Nach dem Militärputsch vom 19. Mai 1934 und der Auflösung der politischen Parteien entstand eine autoritäre Regierung unter Zar Boris III., dem ein starkes Parlament gegenüber stand. Bis 1941 hatte sich das zaristische Bulgarien nicht am Zweiten Weltkrieg beteiligt, trat aber schließlich dem Dreimächtepakt (Deutschland, Japan, Italien) bei, worauf deutsche Truppen im Land stationiert wurden (siehe Bulgarien und der Zweite Weltkrieg).[2] Schon vor der Besetzung hatte das Parlament nach mehrtägigen Debatten im Dezember 1940 das antisemitische Gesetz zum Schutz der Nation verabschiedet, das im Januar 1941 in Kraft trat. Das Gesetz erklärte Juden zu Bürgern minderen Rechts und enteignete sie zum Teil. Ab März 1943 wurden Juden von der deutschen Gestapo aus Thrakien und Makedonien in Vernichtungslager verschleppt.[3] Gleichzeitig bildete sich in der bulgarischen Bevölkerung konfessionsübergreifend Widerstand (siehe Rettung der bulgarischen Juden) gegen die Verschleppung der Menschen.
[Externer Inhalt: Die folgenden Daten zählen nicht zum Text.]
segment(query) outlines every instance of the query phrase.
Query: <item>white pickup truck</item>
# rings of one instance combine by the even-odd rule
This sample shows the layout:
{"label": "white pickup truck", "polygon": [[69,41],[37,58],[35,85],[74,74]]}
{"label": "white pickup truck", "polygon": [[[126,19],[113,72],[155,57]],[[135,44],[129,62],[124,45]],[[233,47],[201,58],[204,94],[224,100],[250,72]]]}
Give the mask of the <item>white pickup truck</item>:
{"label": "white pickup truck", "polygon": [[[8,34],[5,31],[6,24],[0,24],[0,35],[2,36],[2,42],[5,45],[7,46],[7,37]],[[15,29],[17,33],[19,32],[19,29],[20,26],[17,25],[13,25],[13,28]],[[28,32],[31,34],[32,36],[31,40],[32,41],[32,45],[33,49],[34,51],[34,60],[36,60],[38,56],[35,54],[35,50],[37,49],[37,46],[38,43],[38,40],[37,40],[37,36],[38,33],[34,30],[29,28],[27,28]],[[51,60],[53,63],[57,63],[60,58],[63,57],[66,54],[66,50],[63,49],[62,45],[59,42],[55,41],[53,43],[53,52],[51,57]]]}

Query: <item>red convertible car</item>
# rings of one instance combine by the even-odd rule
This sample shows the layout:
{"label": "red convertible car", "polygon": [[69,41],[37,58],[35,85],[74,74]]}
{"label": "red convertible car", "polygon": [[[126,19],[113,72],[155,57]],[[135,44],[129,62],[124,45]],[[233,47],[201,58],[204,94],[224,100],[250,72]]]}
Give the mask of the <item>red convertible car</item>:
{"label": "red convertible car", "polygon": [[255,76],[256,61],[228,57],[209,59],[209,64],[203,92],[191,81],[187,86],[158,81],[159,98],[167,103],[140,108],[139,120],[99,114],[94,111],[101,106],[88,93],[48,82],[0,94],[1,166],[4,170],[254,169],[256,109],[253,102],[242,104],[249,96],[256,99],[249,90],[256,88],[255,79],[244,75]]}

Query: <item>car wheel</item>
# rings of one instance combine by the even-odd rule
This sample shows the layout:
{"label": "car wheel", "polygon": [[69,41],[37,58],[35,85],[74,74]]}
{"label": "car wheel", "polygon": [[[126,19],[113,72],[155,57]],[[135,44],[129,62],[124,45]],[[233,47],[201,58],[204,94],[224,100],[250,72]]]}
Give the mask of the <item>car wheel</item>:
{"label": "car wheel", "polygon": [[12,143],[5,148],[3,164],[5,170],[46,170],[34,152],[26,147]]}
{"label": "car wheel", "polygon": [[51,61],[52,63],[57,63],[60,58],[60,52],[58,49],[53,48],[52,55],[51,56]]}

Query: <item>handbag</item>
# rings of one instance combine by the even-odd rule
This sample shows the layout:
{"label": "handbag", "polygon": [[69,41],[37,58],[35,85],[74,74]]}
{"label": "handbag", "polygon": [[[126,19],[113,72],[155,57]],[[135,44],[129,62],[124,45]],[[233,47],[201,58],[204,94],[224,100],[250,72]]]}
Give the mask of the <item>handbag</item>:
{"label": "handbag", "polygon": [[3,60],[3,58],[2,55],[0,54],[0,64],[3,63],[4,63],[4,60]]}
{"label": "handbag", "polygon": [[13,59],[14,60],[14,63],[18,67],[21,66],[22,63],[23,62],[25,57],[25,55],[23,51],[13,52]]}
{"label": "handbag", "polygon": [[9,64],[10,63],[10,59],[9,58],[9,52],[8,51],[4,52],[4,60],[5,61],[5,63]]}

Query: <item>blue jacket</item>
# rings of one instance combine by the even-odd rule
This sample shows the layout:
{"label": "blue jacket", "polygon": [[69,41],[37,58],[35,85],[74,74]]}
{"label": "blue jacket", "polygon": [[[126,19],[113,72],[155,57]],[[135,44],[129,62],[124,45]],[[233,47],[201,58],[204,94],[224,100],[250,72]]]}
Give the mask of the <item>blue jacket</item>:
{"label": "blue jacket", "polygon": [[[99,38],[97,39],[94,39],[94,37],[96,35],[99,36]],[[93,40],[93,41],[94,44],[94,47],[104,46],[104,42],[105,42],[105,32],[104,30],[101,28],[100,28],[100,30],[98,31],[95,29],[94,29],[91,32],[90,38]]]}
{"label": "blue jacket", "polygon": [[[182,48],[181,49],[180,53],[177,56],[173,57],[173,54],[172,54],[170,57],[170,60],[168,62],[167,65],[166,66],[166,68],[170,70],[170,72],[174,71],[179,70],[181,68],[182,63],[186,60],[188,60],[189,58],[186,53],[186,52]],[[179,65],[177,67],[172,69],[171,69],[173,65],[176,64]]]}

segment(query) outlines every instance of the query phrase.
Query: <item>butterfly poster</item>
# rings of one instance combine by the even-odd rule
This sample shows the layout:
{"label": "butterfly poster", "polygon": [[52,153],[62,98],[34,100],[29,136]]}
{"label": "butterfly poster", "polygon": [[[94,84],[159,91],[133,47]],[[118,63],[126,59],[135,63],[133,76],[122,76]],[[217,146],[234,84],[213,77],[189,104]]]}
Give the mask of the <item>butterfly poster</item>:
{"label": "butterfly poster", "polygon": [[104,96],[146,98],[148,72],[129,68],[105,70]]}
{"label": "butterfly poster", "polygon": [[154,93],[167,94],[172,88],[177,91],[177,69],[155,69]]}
In diesen Jahren engagierte sich die Jüdin Jakowa in sozialistischen Organisationen wie etwa dem Arbeiterjugendverband (REM) und im Widerstand der Bulgarischen Kommunistischen Partei (BKP); sie genoss Respekt in den eigenen Reihen, weil sie gute Arbeit als Bezirkssekretärin leistete.[4] Emil Markow von der Zentralen Militärkommission der BKP initiierte die Bildung von kleinen städtischen Kampfgruppen aus den „15 besten und tapfersten“ Frauen und Männern, angeführt von Slawtscho Radomirski und Metodi Schatorow.[5] Jakowa wurde Mitglied einer solchen Kampfgruppe unter der Führung von Radomirski und nahm den Kampfnamen „Ivanka“ an. Diese Gruppen bestanden aus drei bis sechs Mitgliedern zwischen 17 und 26 Jahren – Frauen und Männer –, die Paare bildeten, in der Regel einer Arbeit nachgingen und legale Adressen hatten.[6] Die Gruppen durchliefen ein körperliches wie auch ein Schießtraining und unterlagen strengen Regeln: Die Mitglieder kannten ihre echten Namen nicht untereinander, und sie verwendeten häufig wechselnde Decknamen. Sie mussten bestimmte Prüfungen ablegen und erhielten Gehälter von der BKP sowie Lebensmittel auf Kosten der Partei. Nach den Regeln einer Aktion gab es immer ein ausführendes und ein bewachendes Paar.[7] Im Gegensatz zu Partisanentruppen in anderen Teilen Europas gab es keine separaten jüdischen Kader, und die jüdischen Kämpfer waren vollständig integriert.[1] Es ist nicht bekannt, wie viele Partisanen insgesamt aktiv waren: Die Schätzungen von Historikern schwanken von 2000 bis zu rund 18.000 Personen.[8] Die Kampfgruppen unternahmen Sabotageakte etwa gegen Fabriken, Tanklager und Eisenbahnen, um die deutsche Wehrmacht möglichst zu schwächen. Zunächst zündeten Jakowa und ihre Mitstreiter einen Schober an, in dem Heu für die Wehrmacht gelagert wurde. Die meisten Verantwortlichen wurden verhaftet, und Wioleta Jakowa wurde in Abwesenheit zum Tode verurteilt. Bei einem weiteren Anschlag zündeten sie das Lager einer Kürschnerei an, in dem Lederwaren und Pelze der Wehrmacht aufbewahrt wurden.[9]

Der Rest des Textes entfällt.